Płyta tektoniczna się rozpada. Jesteśmy świadkami powolnej śmierci Juan de Fuca

Otwór w umierającej płycie tektonicznej, która znajduje się pod oceanem wzdłuż zachodniego wybrzeża Stanów Zjednoczonych, może wywołać spustoszenie na powierzchni Ziemi. Jednak nie w sposób, jakiego można byłoby się spodziewać.

Płyta tektoniczna się rozpada. Jesteśmy świadkami powolnej śmierci Juan de Fuca
Źródło zdjęć: © Shutterstock.com | VicPhotoria
Karolina Modzelewska

12.08.2019 09:31

Jak wynika z nowych badań, powstały otwór jest na tyle duży, że może wywołać trzęsienia ziemi u wybrzeży Północnej Kalifornii. Pozwoli również wyjaśnić, dlaczego w środkowym Oregonie występują wulkany.

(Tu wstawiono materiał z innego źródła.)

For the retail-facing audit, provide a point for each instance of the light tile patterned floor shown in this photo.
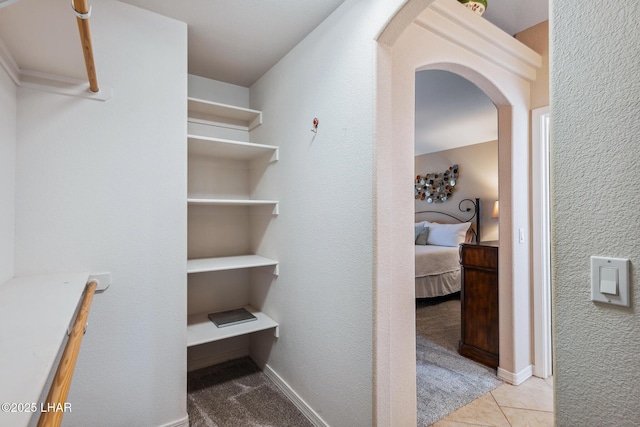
(529, 404)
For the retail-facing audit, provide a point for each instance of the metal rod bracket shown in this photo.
(79, 14)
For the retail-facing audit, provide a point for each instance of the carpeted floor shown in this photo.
(238, 394)
(446, 381)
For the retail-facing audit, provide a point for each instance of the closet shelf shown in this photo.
(201, 330)
(230, 149)
(230, 202)
(202, 265)
(35, 312)
(208, 112)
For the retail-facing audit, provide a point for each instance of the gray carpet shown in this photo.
(446, 381)
(238, 394)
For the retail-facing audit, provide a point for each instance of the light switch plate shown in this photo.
(604, 274)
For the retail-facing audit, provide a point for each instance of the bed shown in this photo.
(437, 259)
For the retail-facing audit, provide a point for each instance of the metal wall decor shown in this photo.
(436, 187)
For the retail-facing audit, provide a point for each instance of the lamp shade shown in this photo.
(496, 210)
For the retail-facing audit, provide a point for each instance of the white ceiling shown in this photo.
(237, 41)
(451, 112)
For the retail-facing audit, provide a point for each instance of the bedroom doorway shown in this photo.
(504, 71)
(456, 123)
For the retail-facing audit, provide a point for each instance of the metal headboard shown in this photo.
(470, 206)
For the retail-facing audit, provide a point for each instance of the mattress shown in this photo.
(437, 270)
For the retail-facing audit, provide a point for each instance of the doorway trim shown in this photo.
(541, 242)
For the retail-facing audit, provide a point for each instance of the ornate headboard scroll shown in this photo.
(465, 206)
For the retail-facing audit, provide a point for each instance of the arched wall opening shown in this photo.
(436, 34)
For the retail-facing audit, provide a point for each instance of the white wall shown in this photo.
(8, 111)
(478, 178)
(101, 186)
(323, 236)
(595, 159)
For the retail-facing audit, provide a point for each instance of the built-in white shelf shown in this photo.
(230, 149)
(35, 313)
(201, 330)
(202, 265)
(208, 112)
(231, 202)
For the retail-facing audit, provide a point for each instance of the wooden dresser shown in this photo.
(479, 302)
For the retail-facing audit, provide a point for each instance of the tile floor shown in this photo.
(529, 404)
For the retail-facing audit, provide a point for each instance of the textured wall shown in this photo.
(595, 158)
(8, 110)
(101, 186)
(323, 236)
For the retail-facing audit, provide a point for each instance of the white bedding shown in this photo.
(437, 270)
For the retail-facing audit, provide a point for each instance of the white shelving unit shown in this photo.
(230, 149)
(201, 330)
(210, 116)
(203, 265)
(208, 112)
(231, 202)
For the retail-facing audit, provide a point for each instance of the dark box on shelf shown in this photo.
(231, 317)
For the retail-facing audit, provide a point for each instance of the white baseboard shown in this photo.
(216, 358)
(295, 399)
(515, 378)
(182, 422)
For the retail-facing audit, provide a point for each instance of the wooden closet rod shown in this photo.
(57, 396)
(82, 12)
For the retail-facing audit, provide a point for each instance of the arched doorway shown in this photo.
(432, 34)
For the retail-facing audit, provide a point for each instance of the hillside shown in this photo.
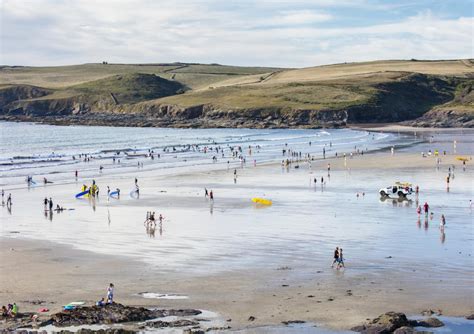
(423, 93)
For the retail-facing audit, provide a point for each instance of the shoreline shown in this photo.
(271, 295)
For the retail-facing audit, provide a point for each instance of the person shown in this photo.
(110, 294)
(14, 310)
(336, 257)
(340, 262)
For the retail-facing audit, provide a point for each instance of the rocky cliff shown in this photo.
(424, 100)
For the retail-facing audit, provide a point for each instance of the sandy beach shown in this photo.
(239, 260)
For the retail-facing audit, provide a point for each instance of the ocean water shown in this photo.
(300, 230)
(47, 151)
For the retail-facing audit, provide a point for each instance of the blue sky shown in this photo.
(296, 33)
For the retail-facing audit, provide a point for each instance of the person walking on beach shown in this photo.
(426, 207)
(110, 294)
(336, 257)
(340, 262)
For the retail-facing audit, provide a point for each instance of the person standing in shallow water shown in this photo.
(336, 257)
(340, 260)
(110, 294)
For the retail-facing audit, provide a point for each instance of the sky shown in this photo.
(280, 33)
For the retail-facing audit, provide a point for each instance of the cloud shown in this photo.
(268, 33)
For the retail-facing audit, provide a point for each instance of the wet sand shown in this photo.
(270, 282)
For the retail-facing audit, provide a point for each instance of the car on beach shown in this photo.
(400, 189)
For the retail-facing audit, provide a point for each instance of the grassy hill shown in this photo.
(203, 95)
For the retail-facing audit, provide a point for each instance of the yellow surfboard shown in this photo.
(262, 201)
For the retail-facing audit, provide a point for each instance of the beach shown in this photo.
(242, 260)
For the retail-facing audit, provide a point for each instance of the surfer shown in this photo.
(443, 221)
(110, 294)
(336, 257)
(340, 262)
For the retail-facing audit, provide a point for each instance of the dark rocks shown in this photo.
(385, 323)
(114, 313)
(100, 331)
(405, 330)
(176, 323)
(431, 323)
(289, 322)
(397, 323)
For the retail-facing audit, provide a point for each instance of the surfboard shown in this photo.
(262, 201)
(82, 194)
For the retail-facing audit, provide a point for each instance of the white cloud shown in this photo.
(269, 33)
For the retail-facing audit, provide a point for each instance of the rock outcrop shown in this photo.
(397, 323)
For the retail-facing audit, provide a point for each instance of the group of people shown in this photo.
(150, 218)
(426, 210)
(110, 296)
(10, 311)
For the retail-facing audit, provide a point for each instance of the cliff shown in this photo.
(247, 100)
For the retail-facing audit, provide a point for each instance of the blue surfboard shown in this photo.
(82, 194)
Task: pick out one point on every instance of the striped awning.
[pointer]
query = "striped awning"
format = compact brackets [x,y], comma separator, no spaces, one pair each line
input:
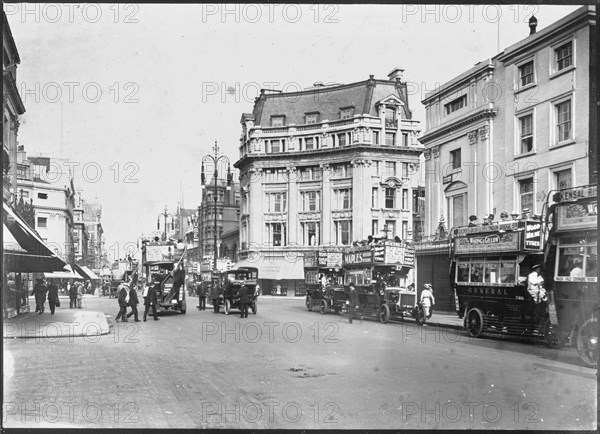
[24,250]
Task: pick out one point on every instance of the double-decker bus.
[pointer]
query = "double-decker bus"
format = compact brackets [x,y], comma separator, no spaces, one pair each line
[382,271]
[323,276]
[490,265]
[160,262]
[571,268]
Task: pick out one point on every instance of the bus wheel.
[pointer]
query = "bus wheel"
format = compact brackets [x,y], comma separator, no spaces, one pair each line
[324,307]
[384,313]
[475,322]
[552,338]
[587,342]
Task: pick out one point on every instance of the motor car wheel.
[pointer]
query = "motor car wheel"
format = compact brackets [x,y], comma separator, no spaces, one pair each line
[587,342]
[475,322]
[324,308]
[384,313]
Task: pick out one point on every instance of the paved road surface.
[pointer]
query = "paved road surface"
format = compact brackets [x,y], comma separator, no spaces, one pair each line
[286,368]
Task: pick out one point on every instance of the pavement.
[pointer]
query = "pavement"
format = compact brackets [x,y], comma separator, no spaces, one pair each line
[65,322]
[286,368]
[71,323]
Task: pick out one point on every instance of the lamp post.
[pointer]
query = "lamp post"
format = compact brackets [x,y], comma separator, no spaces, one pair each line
[165,214]
[215,160]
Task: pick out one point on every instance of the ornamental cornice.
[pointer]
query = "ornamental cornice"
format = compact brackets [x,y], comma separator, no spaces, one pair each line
[341,215]
[484,114]
[275,216]
[309,216]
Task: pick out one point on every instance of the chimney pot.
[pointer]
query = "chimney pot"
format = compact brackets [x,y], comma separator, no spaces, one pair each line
[396,74]
[532,24]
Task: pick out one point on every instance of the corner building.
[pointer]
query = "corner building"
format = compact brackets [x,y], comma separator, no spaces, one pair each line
[326,166]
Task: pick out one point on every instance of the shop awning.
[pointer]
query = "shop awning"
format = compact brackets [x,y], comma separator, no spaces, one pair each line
[24,250]
[69,274]
[86,272]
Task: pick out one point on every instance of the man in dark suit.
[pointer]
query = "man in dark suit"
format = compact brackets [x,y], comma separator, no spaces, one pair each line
[133,302]
[40,290]
[123,295]
[244,301]
[202,295]
[150,300]
[352,302]
[53,297]
[73,295]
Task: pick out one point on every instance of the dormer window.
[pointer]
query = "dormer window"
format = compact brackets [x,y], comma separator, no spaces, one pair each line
[277,121]
[346,112]
[456,104]
[311,118]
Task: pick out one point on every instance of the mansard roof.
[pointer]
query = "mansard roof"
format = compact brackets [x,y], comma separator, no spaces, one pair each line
[327,101]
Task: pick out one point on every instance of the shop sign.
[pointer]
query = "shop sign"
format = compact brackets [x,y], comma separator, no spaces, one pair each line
[533,236]
[494,242]
[577,216]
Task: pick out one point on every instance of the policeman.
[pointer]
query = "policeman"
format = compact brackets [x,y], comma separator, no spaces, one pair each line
[352,302]
[150,300]
[427,300]
[244,301]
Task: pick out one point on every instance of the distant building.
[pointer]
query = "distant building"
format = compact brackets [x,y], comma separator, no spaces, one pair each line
[53,203]
[12,108]
[507,131]
[327,165]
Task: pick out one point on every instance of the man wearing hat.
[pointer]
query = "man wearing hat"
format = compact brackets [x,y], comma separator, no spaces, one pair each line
[535,284]
[427,299]
[39,291]
[352,302]
[576,271]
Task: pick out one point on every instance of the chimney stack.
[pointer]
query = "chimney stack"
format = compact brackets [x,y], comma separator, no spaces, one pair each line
[532,25]
[396,74]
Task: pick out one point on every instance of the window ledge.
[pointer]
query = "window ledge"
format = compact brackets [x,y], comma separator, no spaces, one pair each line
[526,87]
[561,144]
[561,72]
[525,154]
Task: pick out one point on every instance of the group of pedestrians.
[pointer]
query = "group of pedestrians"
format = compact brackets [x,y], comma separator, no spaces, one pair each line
[127,297]
[75,295]
[41,290]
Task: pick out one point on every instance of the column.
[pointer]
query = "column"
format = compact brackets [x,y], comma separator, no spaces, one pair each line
[326,222]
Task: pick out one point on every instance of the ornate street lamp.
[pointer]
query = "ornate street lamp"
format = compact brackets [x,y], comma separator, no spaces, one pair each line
[215,161]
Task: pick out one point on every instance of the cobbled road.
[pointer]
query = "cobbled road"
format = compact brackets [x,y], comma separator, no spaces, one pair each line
[287,368]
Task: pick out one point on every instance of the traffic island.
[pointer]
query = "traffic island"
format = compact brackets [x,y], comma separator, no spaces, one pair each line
[63,324]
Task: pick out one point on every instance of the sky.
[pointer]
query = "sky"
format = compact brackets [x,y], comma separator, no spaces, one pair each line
[130,97]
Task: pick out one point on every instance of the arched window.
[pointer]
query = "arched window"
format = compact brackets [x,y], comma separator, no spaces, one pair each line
[457,204]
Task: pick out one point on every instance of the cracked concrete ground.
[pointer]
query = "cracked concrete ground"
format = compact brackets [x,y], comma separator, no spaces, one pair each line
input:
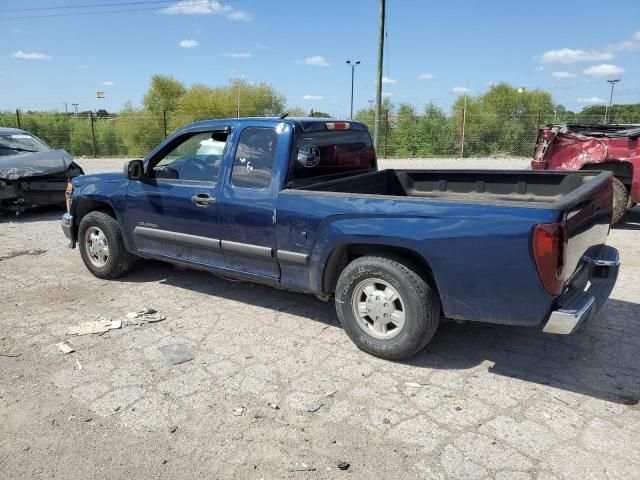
[481,401]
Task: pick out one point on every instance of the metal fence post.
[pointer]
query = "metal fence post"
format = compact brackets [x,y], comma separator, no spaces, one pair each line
[93,135]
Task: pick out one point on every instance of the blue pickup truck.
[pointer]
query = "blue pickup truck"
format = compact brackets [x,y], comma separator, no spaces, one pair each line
[300,204]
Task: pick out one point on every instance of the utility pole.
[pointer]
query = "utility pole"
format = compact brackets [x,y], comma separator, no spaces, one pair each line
[376,130]
[238,102]
[353,66]
[607,111]
[464,120]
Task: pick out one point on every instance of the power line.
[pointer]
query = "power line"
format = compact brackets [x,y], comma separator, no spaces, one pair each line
[61,7]
[103,12]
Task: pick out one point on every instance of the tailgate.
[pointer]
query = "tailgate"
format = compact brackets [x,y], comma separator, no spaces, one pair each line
[588,217]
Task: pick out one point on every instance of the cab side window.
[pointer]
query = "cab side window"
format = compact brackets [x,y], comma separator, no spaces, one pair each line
[254,158]
[197,158]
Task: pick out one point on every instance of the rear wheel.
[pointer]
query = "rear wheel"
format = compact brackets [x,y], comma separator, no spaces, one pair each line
[620,200]
[386,307]
[101,246]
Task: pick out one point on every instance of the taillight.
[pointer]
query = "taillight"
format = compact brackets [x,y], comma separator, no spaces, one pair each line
[549,251]
[337,125]
[67,195]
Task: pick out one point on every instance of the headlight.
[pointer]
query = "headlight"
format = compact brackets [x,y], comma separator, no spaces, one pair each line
[67,195]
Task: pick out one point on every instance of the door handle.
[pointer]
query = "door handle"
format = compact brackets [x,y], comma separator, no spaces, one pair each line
[203,199]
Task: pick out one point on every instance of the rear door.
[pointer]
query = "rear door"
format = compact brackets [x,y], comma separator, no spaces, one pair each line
[173,210]
[247,203]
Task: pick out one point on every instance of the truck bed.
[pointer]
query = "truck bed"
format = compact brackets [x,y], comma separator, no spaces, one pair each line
[513,188]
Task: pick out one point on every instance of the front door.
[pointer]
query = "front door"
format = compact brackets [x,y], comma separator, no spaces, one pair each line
[173,210]
[248,205]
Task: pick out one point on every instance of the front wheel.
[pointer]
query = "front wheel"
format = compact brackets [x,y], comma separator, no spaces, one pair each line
[620,200]
[101,246]
[386,307]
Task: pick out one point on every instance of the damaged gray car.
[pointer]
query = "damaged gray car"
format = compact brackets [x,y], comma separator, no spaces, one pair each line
[31,173]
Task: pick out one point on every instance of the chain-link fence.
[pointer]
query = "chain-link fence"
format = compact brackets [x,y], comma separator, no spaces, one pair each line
[134,134]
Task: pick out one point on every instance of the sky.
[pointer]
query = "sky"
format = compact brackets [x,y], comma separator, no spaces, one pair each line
[434,50]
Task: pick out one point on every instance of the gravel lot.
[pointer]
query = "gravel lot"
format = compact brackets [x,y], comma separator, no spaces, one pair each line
[481,401]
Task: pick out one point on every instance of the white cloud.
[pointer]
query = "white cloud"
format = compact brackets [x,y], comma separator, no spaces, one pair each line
[603,70]
[239,16]
[316,61]
[563,75]
[590,100]
[30,55]
[206,7]
[568,55]
[188,43]
[242,55]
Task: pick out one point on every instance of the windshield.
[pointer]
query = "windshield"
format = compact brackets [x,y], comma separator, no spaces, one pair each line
[19,142]
[332,152]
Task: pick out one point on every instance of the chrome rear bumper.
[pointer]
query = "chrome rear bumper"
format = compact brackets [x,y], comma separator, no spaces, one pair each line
[588,291]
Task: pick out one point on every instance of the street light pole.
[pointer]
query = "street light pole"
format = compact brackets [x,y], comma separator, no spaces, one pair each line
[381,29]
[607,111]
[353,66]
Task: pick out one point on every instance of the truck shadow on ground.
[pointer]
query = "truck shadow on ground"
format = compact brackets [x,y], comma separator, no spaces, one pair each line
[600,361]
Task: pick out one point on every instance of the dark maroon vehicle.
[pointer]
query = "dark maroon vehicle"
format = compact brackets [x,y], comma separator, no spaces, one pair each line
[613,148]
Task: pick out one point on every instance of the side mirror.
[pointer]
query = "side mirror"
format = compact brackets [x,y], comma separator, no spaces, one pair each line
[134,169]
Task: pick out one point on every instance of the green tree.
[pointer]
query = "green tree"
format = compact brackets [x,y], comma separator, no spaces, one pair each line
[164,94]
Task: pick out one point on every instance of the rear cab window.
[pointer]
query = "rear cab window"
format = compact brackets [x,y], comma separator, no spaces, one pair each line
[330,153]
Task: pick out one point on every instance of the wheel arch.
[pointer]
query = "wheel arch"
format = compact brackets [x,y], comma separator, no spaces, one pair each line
[87,205]
[342,255]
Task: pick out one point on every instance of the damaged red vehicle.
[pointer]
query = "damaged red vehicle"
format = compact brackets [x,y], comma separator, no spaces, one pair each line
[613,148]
[31,173]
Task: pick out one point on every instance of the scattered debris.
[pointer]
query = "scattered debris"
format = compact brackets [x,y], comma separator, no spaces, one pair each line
[64,347]
[98,326]
[314,408]
[176,353]
[301,467]
[20,253]
[9,354]
[146,315]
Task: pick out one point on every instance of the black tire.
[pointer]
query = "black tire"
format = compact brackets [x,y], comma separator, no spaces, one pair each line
[620,201]
[418,299]
[118,261]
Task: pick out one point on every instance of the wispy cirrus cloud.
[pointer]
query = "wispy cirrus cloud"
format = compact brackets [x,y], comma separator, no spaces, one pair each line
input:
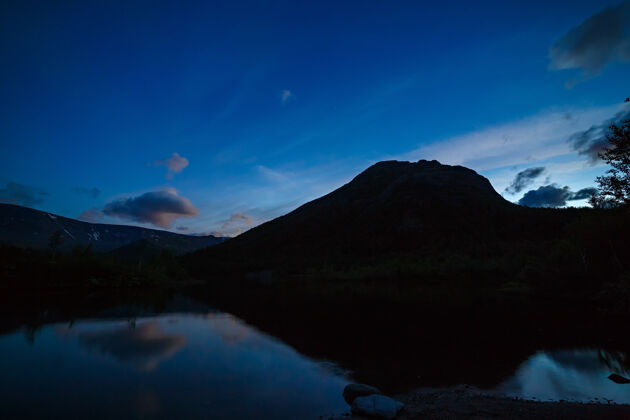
[236,224]
[524,179]
[91,192]
[554,196]
[597,42]
[592,141]
[175,164]
[160,208]
[536,138]
[92,215]
[24,195]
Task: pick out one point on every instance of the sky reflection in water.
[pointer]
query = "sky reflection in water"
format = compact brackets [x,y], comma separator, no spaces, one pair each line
[579,375]
[214,365]
[210,366]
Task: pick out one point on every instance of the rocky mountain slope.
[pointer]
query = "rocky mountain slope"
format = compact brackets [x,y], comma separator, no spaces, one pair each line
[390,208]
[28,228]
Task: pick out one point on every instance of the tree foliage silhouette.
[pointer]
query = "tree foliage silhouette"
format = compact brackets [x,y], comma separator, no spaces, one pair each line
[614,188]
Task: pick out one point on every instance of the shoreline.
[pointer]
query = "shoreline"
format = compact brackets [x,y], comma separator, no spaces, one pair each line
[467,402]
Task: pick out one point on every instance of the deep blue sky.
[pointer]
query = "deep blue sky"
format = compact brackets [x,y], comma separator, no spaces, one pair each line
[276,104]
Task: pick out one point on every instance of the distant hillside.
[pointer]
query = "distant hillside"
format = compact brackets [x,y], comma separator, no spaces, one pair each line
[29,228]
[392,209]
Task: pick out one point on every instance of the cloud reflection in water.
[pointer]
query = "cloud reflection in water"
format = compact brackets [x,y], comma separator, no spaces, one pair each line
[143,346]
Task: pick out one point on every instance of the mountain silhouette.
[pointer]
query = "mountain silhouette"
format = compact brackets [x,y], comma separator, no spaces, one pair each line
[29,228]
[391,208]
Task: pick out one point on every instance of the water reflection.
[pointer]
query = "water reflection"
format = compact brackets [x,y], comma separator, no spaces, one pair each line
[579,375]
[210,365]
[144,346]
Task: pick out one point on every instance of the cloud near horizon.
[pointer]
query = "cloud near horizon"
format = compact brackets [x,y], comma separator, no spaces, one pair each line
[92,215]
[235,225]
[175,164]
[524,179]
[160,208]
[592,142]
[91,192]
[554,196]
[595,43]
[21,194]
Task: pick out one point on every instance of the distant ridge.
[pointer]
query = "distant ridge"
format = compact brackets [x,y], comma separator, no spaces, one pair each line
[29,228]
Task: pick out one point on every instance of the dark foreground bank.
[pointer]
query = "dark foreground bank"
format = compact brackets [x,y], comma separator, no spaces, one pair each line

W nowym badaniu naukowcy sugerują, że płyta tektoniczna Juan de Fuca, wielkości amerykańskiego stanu Michigan posiada dziurę. W rozmowie z Live Science, William Hawley, doktorant na Wydziale Nauk o Ziemi i Planetary na Uniwersytecie Kalifornijskim w Berkeley powiedział: "Tam, gdzie inni debatowali, czy tam była [dziura], możemy śmiało powiedzieć, że to prawda”.

Płyta w całości znajduje się pod wodą

Płyta Juan de Fuca jest długa i rozciąga się na długości około 1000 km wzdłuż wybrzeża północno-zachodniego Pacyfiku, od wyspy Vancouver w Kanadzie po przylądek Mendocino w Kalifornii.

Hawley stwierdził: "Żadna jej część nie znajduje się nad powierzchnią wody. Jest to płyta w całości oceaniczna", która znajduje się pod płytą północnoamerykańską (płytą kontynentalną).

Badanie zostało przeprowadzone w latach 2011-2015 przy wykorzystaniu sejsmometrów, które przez rok gromadziły dane na temat ruchów sejsmicznych i trzęsień ziemi na całym świecie.

Dane zgromadzone przez sejsmometry przedstawiły sposób, w jaki fale sejsmiczne przemieszczały się przez płytę. To z kolei ujawniło informacje o składzie płyty i zmiennych temperaturach.

Jeden obszar płyty pod środkowym Oregonem wykazał lukę w falach sejsmicznych o dużej prędkości, co Hawley zinterpretował właśnie jako istniejącą dziurę.

Jak powstała dziura w Juan de Fuca

Z hipotezy postawionej przez naukowców wynika, że dziura w płycie tektonicznej powstała na skutek nakładania się na siebie dwóch płyt, z tym, że jedna z nich jest osłabiona.

Hawley uważa, że: "Rozerwanie może ostatecznie spowodować fragmentację płyty, powstałe w ten sposób małe kawałki zostaną przymocowane do tych znajdujących się w pobliżu". Tym samym jesteśmy świadkami rozpadu płyty tektonicznej Juan de Fuca, ale jej śmierć będzie trwał co najmniej kilka milionów lat.
Dziura znajduje się na głębokości od 250 metrów do 10 km. Jest węższa na górze, a jej szerokość rośnie wraz z głębokością. Najszersze jej miejsce mierzy 200 km.

Naukowcu uważają, że istnienie dziury ma związek z formowaniem się wulkanów na równinach High Lava Plains w środkowej części stanu Oregon około 17 milionów lat temu. Ich hipotezy pozwalają zauważyć, jak wiele cech geograficznych i sejsmicznych w północno-zachodnim Pacyfiku jest powiązanych z płytą tektoniczną Juan de Fuca.